For instance, Okamura said, marketers “will need to provide excellence in the fundamentals,” such as merchandise selection, product editing, and customer service. Indeed, Sichel noted, expect to see a “stepping up of how hard we push the limits of what we do.” The channel mix might be slightly different, he explained, but it will still include printed matter, an online component, and for most merchants, a retail aspect.
Speaking of retail, the panel was asked if it will be possible for catalog/Web marketers to exist with just the two channels. It may be possible, Sherman said, “but it’s going to be harder.” It will depend on your value proposition if you can survive without retail, he added, but if you have only catalogs and Websites while your competitors have stores as well, “then you only have two clubs in your bag.”
On the flip side, store retailers will likely find that they can’t survive with only the bricks-and-mortar channel. Companies such as electronics merchant Best Buy are already embracing the direct channel, Okamura said. He added that his clients are becoming more patient regarding when they’ll see a payoff from direct marketing, as they realize they need at least five years to see real results rather than two or three years. “It’s important to see success stories in the industry [like Best Buy] to show retailers that there is a payoff.”
The Internet will certainly figure into the future prominently, although Sichel believed that “we may be hitting the limits of consumer acceptance of disruptions” in terms of e-mail and mobile technology. Mobile search is probably going to be the next big application, Okamura said, but he noted that all types of technology have their limitations. The future will involve technology that delivers content rather than offers, he explained, providing “information that helps customers meet their shopping needs.”

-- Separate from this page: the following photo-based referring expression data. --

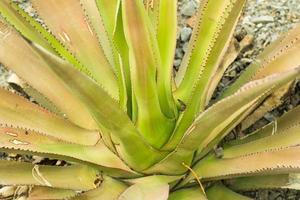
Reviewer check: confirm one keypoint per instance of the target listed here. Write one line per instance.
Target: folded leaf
(113, 122)
(210, 123)
(20, 173)
(100, 19)
(37, 73)
(18, 112)
(71, 27)
(166, 23)
(32, 142)
(203, 58)
(10, 12)
(144, 61)
(208, 44)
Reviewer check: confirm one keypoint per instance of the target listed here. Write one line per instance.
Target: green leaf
(10, 12)
(193, 193)
(123, 51)
(211, 37)
(278, 161)
(203, 58)
(31, 142)
(280, 56)
(34, 31)
(20, 173)
(153, 178)
(71, 27)
(283, 181)
(97, 14)
(287, 138)
(38, 74)
(48, 193)
(144, 60)
(212, 122)
(113, 122)
(109, 189)
(147, 190)
(16, 111)
(166, 38)
(219, 191)
(288, 120)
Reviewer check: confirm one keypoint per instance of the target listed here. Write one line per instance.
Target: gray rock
(189, 8)
(177, 63)
(263, 19)
(178, 53)
(185, 47)
(185, 33)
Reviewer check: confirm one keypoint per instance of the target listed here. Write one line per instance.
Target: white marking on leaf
(18, 142)
(11, 134)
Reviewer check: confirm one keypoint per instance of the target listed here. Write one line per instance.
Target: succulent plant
(101, 96)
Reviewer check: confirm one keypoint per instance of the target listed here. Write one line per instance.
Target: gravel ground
(265, 20)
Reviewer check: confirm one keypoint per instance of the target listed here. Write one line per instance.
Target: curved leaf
(48, 193)
(146, 190)
(203, 58)
(32, 143)
(37, 73)
(71, 27)
(193, 193)
(144, 61)
(280, 56)
(113, 122)
(109, 189)
(265, 163)
(20, 173)
(18, 112)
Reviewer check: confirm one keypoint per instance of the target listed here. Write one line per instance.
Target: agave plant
(105, 101)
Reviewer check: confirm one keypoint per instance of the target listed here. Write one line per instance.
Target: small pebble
(185, 33)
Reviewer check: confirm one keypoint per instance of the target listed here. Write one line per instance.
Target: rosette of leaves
(106, 102)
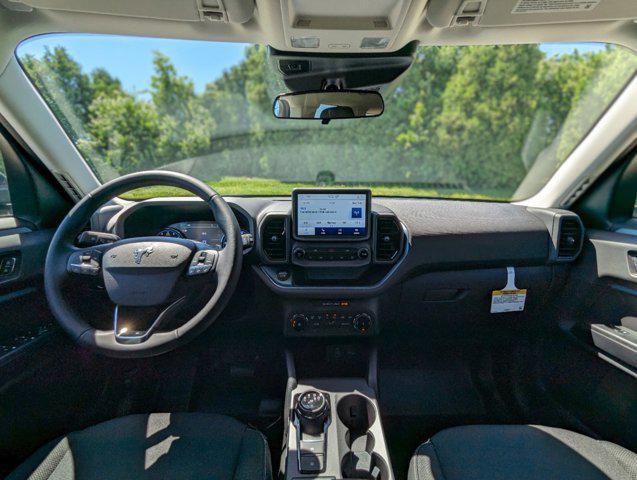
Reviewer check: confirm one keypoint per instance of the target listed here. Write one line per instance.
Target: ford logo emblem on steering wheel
(139, 253)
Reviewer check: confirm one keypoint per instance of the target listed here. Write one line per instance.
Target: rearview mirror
(328, 105)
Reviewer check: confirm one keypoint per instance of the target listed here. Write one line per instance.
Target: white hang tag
(510, 298)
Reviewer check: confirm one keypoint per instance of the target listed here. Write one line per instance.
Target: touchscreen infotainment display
(335, 214)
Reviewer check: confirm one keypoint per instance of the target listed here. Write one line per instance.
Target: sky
(130, 59)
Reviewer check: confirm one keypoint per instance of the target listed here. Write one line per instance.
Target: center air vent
(570, 237)
(274, 238)
(388, 239)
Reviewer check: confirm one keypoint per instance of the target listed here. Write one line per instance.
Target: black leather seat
(157, 446)
(519, 452)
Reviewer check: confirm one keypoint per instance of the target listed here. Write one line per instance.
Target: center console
(330, 257)
(334, 431)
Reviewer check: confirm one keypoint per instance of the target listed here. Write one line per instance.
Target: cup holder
(358, 414)
(358, 442)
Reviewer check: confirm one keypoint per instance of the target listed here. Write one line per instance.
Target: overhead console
(501, 13)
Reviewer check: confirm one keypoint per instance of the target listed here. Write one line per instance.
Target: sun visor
(502, 13)
(229, 11)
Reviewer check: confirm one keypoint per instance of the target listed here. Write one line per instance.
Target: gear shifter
(312, 410)
(312, 414)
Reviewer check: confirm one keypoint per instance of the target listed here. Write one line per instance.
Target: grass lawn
(270, 187)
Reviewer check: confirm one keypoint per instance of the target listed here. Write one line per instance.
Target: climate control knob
(362, 322)
(299, 322)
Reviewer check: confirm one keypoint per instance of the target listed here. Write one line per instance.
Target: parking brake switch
(202, 262)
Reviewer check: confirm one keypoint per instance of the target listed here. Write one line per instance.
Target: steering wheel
(160, 272)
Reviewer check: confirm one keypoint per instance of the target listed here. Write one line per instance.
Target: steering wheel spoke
(203, 261)
(126, 333)
(86, 261)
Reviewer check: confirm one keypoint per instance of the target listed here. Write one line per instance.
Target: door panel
(598, 391)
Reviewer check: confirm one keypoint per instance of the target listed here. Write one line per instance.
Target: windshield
(483, 122)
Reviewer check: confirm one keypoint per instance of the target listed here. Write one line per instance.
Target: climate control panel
(330, 323)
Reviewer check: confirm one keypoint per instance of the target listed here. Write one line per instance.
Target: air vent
(69, 186)
(388, 239)
(570, 237)
(274, 238)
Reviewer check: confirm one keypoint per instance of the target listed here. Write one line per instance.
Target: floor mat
(441, 389)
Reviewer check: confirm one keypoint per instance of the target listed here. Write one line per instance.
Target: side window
(5, 200)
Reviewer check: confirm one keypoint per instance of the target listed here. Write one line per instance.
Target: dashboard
(201, 231)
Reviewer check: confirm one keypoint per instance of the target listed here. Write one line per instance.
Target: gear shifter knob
(312, 409)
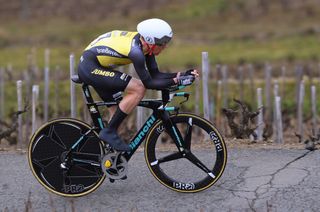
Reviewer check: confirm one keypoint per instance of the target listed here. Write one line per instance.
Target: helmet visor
(162, 41)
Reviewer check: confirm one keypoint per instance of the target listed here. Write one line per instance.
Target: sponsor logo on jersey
(124, 76)
(108, 51)
(103, 73)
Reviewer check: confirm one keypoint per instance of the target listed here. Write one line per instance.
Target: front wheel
(50, 146)
(195, 168)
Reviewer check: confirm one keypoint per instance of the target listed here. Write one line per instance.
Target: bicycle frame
(160, 112)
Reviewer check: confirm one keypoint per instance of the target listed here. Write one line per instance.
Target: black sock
(116, 119)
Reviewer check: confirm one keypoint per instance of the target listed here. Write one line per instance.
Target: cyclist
(110, 50)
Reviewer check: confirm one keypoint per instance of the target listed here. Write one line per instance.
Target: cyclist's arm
(154, 70)
(139, 63)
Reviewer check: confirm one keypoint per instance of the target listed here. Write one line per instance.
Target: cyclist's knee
(137, 88)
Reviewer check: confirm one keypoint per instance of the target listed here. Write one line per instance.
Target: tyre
(196, 168)
(48, 149)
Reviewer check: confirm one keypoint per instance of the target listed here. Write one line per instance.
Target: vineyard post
(46, 84)
(205, 75)
(278, 120)
(1, 93)
(35, 94)
(300, 109)
(73, 103)
(268, 70)
(314, 110)
(19, 98)
(260, 116)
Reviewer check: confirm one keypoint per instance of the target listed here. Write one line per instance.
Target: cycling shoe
(111, 137)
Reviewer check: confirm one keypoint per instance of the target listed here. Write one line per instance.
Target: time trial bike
(183, 151)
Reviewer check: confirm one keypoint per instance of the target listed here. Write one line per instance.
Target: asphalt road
(254, 180)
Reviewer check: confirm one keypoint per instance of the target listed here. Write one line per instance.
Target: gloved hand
(188, 72)
(185, 80)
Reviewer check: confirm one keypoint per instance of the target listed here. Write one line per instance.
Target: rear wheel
(198, 166)
(48, 149)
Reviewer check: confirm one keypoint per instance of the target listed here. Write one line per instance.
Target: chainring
(118, 168)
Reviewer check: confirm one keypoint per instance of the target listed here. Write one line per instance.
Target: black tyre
(49, 146)
(201, 166)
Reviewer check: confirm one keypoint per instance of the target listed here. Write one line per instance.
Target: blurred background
(232, 31)
(250, 34)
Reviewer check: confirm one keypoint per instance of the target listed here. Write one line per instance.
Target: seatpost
(165, 96)
(93, 108)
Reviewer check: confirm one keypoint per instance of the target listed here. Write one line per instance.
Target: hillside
(232, 32)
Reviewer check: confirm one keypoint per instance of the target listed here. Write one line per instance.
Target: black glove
(188, 72)
(185, 80)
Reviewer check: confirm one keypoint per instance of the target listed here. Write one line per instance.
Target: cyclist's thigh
(135, 85)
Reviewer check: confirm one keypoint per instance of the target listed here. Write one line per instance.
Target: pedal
(115, 166)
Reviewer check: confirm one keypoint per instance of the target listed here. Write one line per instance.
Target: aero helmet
(155, 31)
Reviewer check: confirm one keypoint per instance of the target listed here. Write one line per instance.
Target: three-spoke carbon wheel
(195, 168)
(61, 171)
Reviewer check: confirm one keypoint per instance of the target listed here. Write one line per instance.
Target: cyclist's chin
(156, 53)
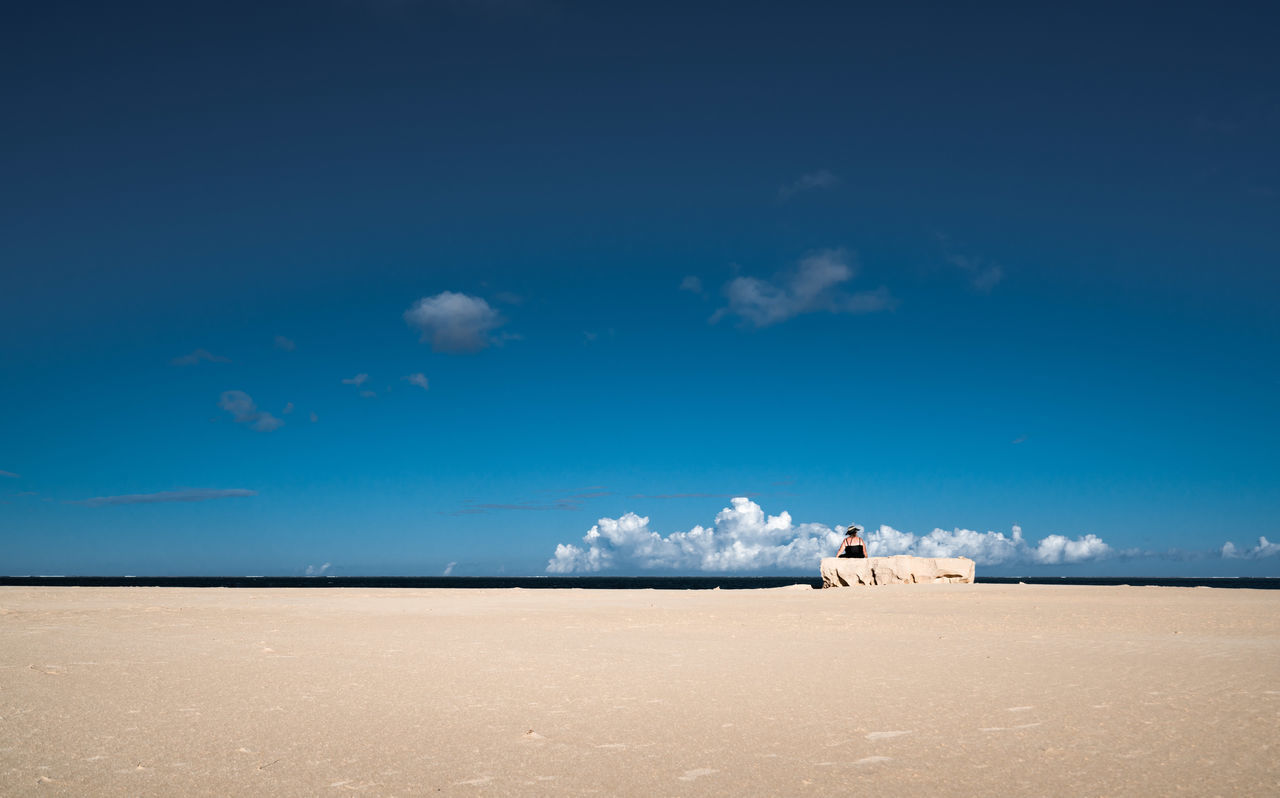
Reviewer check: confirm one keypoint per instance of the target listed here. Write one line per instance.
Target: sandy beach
(929, 689)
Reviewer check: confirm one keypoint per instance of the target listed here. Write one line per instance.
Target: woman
(853, 546)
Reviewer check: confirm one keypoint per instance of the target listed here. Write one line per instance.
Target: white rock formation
(899, 569)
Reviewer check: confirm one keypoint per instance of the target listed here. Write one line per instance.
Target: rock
(899, 569)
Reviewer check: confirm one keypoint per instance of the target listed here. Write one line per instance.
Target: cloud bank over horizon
(743, 538)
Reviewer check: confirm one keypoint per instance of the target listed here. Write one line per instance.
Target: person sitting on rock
(853, 546)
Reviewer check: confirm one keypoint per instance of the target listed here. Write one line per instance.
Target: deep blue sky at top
(209, 176)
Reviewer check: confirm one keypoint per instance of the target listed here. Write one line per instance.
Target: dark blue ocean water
(593, 583)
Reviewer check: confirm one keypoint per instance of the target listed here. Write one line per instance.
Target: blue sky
(935, 270)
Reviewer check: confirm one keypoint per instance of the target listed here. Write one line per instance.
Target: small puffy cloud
(821, 178)
(691, 283)
(199, 355)
(1265, 548)
(813, 286)
(456, 322)
(744, 538)
(164, 496)
(245, 411)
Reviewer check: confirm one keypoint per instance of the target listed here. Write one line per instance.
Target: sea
(589, 583)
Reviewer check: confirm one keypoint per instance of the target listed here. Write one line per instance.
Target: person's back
(853, 545)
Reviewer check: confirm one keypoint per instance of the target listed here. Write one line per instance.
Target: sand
(922, 689)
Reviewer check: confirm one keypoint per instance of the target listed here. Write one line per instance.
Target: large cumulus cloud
(744, 538)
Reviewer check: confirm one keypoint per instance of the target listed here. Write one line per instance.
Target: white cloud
(813, 286)
(456, 322)
(1265, 548)
(744, 539)
(245, 411)
(807, 182)
(983, 274)
(165, 496)
(193, 358)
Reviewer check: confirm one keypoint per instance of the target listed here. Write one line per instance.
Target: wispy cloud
(195, 495)
(245, 411)
(744, 539)
(199, 355)
(813, 286)
(456, 322)
(821, 178)
(483, 507)
(693, 285)
(983, 274)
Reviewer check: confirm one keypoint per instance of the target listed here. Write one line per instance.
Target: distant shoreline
(594, 583)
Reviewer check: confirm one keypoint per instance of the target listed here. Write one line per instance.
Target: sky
(511, 287)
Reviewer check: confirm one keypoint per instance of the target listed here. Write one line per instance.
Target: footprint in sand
(885, 735)
(475, 781)
(1009, 728)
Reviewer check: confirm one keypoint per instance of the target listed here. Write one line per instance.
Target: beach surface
(917, 689)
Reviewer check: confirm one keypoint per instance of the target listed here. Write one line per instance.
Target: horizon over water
(594, 583)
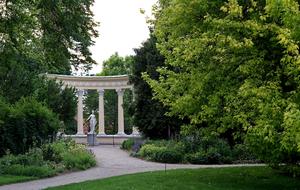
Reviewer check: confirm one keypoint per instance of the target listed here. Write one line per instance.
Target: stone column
(120, 112)
(101, 112)
(79, 113)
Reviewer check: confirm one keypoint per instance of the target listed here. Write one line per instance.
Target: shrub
(26, 124)
(72, 155)
(27, 170)
(48, 160)
(241, 152)
(161, 153)
(127, 144)
(199, 157)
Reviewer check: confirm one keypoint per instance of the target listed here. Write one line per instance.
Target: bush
(71, 155)
(163, 154)
(48, 160)
(27, 123)
(241, 152)
(199, 157)
(127, 144)
(25, 170)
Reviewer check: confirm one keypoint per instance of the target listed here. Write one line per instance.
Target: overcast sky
(122, 28)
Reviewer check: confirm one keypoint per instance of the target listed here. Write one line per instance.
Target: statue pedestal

One thing you will continue to see in the future is print catalogs. The paper catalog will still be the center of direct marketing 10 years from now, Sherman predicted, crediting former Fingerhut president Ted Deikel as saying “You can’t take your laptop to the bathroom.” Sichel added that a catalog “makes the brand tangible—it puts the brand in the customers’ hands.”
One aspect of print cataloging that may change is an increase in the use of selected binding, Sichel said, adding that magazine publishers are already doing substantial print runs of different versions. Similarly, Okamura anticipated that advances in segmenting and targeting “will allow for some different metrics.”
What are the gravest errors multichannel merchants are guilty of? Not prospecting heavily enough is a big one. “The response in tight times is almost always to pull back” from prospecting, Sichel said. “Marketers must have a long-term mindset.”
Sherman echoed his sentiments more bluntly: “We’re afraid to find new customers.” Most merchants would rather just rent the names of their competitors than invest in bringing new consumers into the direct fold, he said. If you want to succeed and grow, Sherman noted, “you have to do more than mark up last year’s marketing plan.”
One way to add more names to the direct marketing universe is through search engine marketing, Okamura advised the audience. “We’re underinvesting in search,” and that’s a problem, as search is a good way to expand the pie to some nondirect customers.
ACCM is a joint production of MULTICHANNEL MERCHANT magazine and the Direct Marketing Association.